To pathos mou (Ma passion)

 

Pourquoi la Crète ?

Cette passion date de septembre 1996, date de la création de l'association. J'étais en Crète en randonnée avec un groupe. Je ne décrirai pas les péripéties de notre séjour, cela fera l'objet d'un éventuel autre sujet ! Lorsque vous arrivez de votre Alsace et que vous découvrez Héraklion et son aéroport par le hublot de l'avion, vous êtes un peu déçu. Des immeubles hérissés de fers à béton, des routes asphaltées, et dans l'aéroport une foule bruyante de touristes d'un germain cousinage. Est-ce bien cela l'île mythique, la patrie du dieu de l'Olympe ?

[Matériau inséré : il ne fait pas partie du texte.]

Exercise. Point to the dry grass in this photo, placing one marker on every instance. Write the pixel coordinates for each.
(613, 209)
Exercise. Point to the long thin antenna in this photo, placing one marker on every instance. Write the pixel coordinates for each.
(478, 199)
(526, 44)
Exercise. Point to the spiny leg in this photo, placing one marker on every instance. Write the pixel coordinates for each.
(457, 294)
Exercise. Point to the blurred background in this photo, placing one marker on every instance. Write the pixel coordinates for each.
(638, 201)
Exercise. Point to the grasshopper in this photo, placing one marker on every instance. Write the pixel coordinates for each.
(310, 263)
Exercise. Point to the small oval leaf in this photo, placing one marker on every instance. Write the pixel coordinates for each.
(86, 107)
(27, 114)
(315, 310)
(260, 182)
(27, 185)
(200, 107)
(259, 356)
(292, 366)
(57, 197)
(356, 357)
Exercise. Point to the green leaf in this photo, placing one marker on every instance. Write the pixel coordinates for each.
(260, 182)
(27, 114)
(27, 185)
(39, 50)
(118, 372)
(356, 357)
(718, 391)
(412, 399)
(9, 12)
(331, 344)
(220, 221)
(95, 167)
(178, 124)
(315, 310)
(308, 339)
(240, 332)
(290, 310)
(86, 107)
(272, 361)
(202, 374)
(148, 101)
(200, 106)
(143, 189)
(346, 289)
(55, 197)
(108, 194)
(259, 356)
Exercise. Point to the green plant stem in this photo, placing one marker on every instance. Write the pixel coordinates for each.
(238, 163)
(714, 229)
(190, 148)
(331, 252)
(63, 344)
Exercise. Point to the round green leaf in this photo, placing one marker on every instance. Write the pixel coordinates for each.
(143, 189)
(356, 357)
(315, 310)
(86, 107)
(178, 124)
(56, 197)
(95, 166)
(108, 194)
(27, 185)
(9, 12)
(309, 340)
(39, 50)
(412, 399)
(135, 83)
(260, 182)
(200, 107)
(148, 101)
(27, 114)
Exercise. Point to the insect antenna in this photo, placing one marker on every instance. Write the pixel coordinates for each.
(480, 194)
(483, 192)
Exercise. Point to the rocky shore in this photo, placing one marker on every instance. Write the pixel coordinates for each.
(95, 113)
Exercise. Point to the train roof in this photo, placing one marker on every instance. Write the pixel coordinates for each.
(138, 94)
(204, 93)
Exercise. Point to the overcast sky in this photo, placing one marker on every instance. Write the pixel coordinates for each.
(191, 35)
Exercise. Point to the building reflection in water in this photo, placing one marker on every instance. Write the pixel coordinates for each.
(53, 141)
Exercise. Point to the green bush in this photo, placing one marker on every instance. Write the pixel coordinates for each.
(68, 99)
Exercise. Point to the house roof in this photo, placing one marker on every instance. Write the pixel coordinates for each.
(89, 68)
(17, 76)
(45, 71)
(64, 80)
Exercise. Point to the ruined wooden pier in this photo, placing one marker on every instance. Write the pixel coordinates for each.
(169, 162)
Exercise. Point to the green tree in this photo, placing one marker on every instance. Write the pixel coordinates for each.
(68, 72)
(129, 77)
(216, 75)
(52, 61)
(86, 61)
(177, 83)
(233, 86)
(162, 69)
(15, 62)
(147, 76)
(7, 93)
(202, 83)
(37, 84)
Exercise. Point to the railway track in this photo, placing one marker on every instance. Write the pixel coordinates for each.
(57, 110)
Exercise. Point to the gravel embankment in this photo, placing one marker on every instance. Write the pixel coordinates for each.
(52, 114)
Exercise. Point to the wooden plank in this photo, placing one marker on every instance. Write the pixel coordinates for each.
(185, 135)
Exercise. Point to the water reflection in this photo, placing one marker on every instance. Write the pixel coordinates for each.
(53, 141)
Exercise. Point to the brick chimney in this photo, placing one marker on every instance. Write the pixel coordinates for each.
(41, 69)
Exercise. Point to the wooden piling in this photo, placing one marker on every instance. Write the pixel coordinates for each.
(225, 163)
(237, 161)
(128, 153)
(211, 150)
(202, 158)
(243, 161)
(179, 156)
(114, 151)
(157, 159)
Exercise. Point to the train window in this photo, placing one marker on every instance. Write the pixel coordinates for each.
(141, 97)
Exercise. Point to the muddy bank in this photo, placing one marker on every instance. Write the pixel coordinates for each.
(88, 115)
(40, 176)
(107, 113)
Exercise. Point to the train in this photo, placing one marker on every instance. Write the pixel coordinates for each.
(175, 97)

A part le profil du mont Jouchtas, qui se découpe à l'arrière-plan de la ville et que les Crétois disent être celui de Zeus, rien n'évoque son lieu de naissance. Quand on voit les enseignes dans les rues, on a envie de faire demi-tour : "Zorba-rent-a-car ", " Cnossos Taverna " etc. Les touristes, en   majorité Anglais ou Allemands, ne voient de la Crète que l'aéroport et la piscine ou la plage privée de l'hôtel. Des Crétois, ils ne connaissent que le personnel hôtelier.

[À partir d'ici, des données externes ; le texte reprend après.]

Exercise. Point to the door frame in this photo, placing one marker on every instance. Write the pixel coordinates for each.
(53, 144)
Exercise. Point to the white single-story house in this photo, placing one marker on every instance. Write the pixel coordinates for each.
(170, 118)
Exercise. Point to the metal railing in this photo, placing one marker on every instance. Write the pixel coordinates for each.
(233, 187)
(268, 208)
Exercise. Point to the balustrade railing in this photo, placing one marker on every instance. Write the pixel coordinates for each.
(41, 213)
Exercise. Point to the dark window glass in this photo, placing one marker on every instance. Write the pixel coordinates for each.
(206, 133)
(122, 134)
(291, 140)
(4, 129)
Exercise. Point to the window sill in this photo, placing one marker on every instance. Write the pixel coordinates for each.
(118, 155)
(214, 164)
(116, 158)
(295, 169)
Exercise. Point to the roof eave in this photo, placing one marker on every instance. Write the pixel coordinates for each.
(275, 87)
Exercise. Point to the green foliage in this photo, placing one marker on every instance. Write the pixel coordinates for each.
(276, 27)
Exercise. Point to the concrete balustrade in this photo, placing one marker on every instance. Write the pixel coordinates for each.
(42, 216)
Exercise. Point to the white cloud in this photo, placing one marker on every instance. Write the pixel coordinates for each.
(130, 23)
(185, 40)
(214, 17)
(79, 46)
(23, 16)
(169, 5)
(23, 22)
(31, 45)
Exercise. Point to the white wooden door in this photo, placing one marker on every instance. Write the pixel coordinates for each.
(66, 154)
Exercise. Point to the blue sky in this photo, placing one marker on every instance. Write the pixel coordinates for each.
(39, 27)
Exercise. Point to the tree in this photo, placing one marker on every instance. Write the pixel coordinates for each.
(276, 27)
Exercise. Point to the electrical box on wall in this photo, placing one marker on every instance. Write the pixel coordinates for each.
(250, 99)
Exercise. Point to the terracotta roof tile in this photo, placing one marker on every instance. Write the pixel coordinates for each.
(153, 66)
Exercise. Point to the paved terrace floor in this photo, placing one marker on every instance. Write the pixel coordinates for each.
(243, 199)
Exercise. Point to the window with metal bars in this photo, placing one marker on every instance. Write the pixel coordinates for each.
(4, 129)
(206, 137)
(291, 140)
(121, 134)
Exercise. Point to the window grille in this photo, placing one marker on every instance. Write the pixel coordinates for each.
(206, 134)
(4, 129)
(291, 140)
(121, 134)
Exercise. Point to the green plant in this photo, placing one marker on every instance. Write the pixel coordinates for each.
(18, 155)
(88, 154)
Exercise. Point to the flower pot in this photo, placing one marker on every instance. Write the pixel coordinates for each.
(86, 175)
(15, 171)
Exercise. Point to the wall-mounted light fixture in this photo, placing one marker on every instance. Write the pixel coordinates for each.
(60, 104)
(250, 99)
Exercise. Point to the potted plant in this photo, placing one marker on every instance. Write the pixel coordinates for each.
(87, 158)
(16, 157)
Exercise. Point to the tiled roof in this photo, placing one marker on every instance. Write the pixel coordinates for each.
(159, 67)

La Crète met un certain temps à se faire aimer. Pour cela il est  préférable d'oublier les images des brochures d'agences de voyages et de faire le tour de l'île. Découvrir au printemps les arbres fruitiers en fleurs, les chemins de montagne tracés par les bergers et humer l'odeur du thym, de l'origan et de la sauge, et des multiples plantes aromatiques ; descendre des gorges comme celles de Samaria ou Aradena ; rester béat d'admiration devant la beauté d'un village comme Loutro, accessible uniquement en bateau ou à pied, qui s'étage au fond d'une baie protégée et qui a su préserver son architecture et son âme ! Pour combien de temps encore ?
Particulièrement hospitalier avec les étrangers, les Crétois sont ouverts au dialogue et curieux d'autres modes de vie.

Alors, lentement, on part à la rencontre de la plus grande richesse de la Crète : les hommes et les femmes qui y vivent aujourd'hui.